Wed, May 4  7:30 PM @ Cumberland 3
Fri May 6  6:15 PM @ TIFF Bell Lightbox 4

Fightville [Michael Tucker, Petra Epperlein, 2011]

Fightville, on the other hand, was a totally satisying film.  A portrait of the World of mixed martial arts and the men who populate it (colourful characters, all of them), it’s a fascinating look at a handful of fighters, trainers and promoters and what it is that drives them exactly.  A common thread amongst them all is the notion that fighting is something real, true, and primal.  They not only see the world through the eyes of a fighter, but they kind of look at fighting as the most important thing in the world.  If you’re an ultimate fighting fan or a novice who’s curious what the appeal of it all is, this is definitely worth watching.

Tuesday, May 3 3:45 PM @ Cumberland 2

Magic Trip [Allison Ellwood, Alex Gibney, 2010]

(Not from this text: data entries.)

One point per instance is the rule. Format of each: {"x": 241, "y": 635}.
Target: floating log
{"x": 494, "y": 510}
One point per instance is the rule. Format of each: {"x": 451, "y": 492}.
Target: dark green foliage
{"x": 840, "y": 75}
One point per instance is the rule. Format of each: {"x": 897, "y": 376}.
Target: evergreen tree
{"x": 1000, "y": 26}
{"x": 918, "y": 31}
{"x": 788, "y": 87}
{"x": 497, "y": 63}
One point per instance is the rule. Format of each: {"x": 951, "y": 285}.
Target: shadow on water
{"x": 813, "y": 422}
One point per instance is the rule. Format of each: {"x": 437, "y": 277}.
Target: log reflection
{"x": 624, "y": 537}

The 1960s was a time of great social change and great musical milestones.  And drugs.  Lots and lots of drugs.  Magic Trip examines the exploits of writer Ken Kesey and his band of “merry pranksters” as they embark on a journey across America and within their own minds.  After volunteering himself for some early government sponsored experiments with LSD, Kesey becomes a proponent of the drug and it’s effects.  In fact, one of the most compelling scenes in the film revolves around an audio recording made of Kesey during one of these experiences as he describes what he sees.  Most of the information in this film is pretty much common knowledge to anyone who’s looked into the ’60s counterculture movement, but to see the footage and hear it in the words of those involved is still pretty interesting.